Do you have any tricks up your sleeve?

Yes, I have some tricks to solve convergence problems in compact models that most people do not know how to do. And, no, I won’t elaborate.

What has been your favorite project?

One of my favorite projects was a large NASA project of electronics for extreme environments. This project was part of a big team led out of Georgia Tech and included Arkansas, Tennessee, Auburn, Vanderbilt, Maryland, Boeing, BAE Systems, Lynguent, IBM, and NASA/JPL. It was a 5-year project and a great pleasure to work on with my colleagues and students. We are now writing a book to be released by CRC Press on designing electronics for extreme environments. Our team has had electronics on the space station and we hope to insert them into future missions.
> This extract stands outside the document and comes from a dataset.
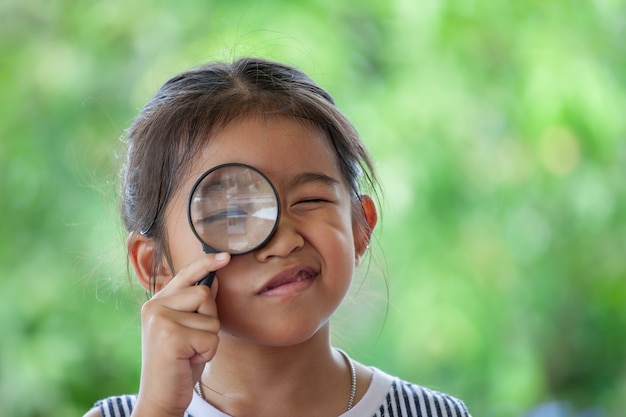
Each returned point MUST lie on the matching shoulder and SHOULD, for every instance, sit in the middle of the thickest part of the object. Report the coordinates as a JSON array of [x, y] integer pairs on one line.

Do you have any note-worthy engineering experiences?

Inventing the world’s first conceptual modeling tool for hardware description languages – ModLyng (see above). Also, the semiconductor device models that we have developed (both when I was industry and now in academia) have had a huge impact on the industry in power electronics, so that is noteworthy.

What are you currently working on?

My research team is investigating advanced topics in IC design, CAD, power electronics and semiconductor device modeling. Almost all of this research contributes in one way or another to advanced power electronic systems for electrified transportation or smart grid hardware. We have done some nice work in single chip gate drivers, power electronic module design (won an R&D 100 Award in 2009), power semiconductor and microelectronic device modeling with some world firsts in silicon LDMOS modeling over wide temperature and silicon carbide S-GTO, IGBT, diode, JFET and MOSFET modeling.

What challenges do you foresee in our industry?

The biggest challenges I see are in attracting young people to the field. We need more EEs! I simply do not understand how so many young people can claim to be technology saavy and yet not want to be part of the field that invents, innovates, designs, manufactures and markets so many of these technologies. There are outstanding opportunities for young people in electrical engineering and will be for the next two decades and probably long after.

Another challenge I see is in keeping the research engine in our field running efficiently so that innovations continue to flow along with talented young minds coming out of school to sustain the workforce. This takes commitment from the business sector, universities, and the federal government and these commitments seem to ebb and flow with a bit more uncertainty these days. In areas like grid modernization, will the federal government remain committed to it? Or is this a short-term blip?

What do you enjoy outside of electrical engineering?

As a former football, basketball, baseball and track athlete I am very much an outdoorsman. I enjoy golf, hunting, fishing, and hiking in the mountains. I also took up woodworking to satisfy my hands-on, skilled labor upbringing as well as my desire to create, design, and build. I’ve made lots of things for my family and friends mainly. Also, I am a family man. I have a wonderful wife of 25 years next June and three beautiful teenage daughters and I enjoy seeing them grow and being a fan in their activities such as Irish Dance, Marching Band, music, and cross-country track.